Armenia and Cambodia (part 1): through the lens of Lawrence of Arabia  

"Us Khmers are very lazy - that's the problem" was the most common maxim expressed in my recent trip to Cambodia. When inquiring with taxi drivers, restaurant owners, locals, and university professors about Cambodia's recent past and current economic climate, somehow the answer always came down to the sentiment that 'Cambodians just don't like to work'. For foreigners who have just landed in Yerevan, a similar complaint is often heard or expressed (and not just within expat circles). In fact, I can't go to any gathering where the sentiment that ‘Armenia is a country where 3 million kings wake up’ has not come up in some form or another, either in jest or thinly-veiled contempt.

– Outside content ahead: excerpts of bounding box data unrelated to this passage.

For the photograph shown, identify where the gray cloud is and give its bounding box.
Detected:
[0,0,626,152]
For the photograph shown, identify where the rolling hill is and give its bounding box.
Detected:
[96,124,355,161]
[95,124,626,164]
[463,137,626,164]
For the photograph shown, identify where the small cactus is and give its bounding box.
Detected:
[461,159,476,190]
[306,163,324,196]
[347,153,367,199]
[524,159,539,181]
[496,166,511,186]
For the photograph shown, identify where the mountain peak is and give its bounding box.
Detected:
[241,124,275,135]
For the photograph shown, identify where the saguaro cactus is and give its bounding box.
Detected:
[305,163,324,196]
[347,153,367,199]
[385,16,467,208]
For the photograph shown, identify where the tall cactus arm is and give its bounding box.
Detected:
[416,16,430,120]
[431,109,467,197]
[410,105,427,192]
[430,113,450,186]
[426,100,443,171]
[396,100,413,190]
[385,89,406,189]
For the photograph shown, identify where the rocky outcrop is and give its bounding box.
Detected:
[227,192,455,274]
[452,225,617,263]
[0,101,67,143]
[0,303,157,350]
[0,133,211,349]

In 1919, during the Paris Peace Conference, Thomas Edward Lawrence (better known as Lawrence of Arabia), speculated in one very strange but candid interview on a theory of small, ancient nations, saying that

"Armenians won't work...that is the trouble, really, with all these old races that have been civilized, learned the game and, having once dominated the world and worked it, have lost control, gone back, as you say; or, as I say, carried on. They have gone forward logically, psychologically, physiologically. They do not care for hard labor. The ex-civilized nations— they are not lazy. They are too intelligent to work for others."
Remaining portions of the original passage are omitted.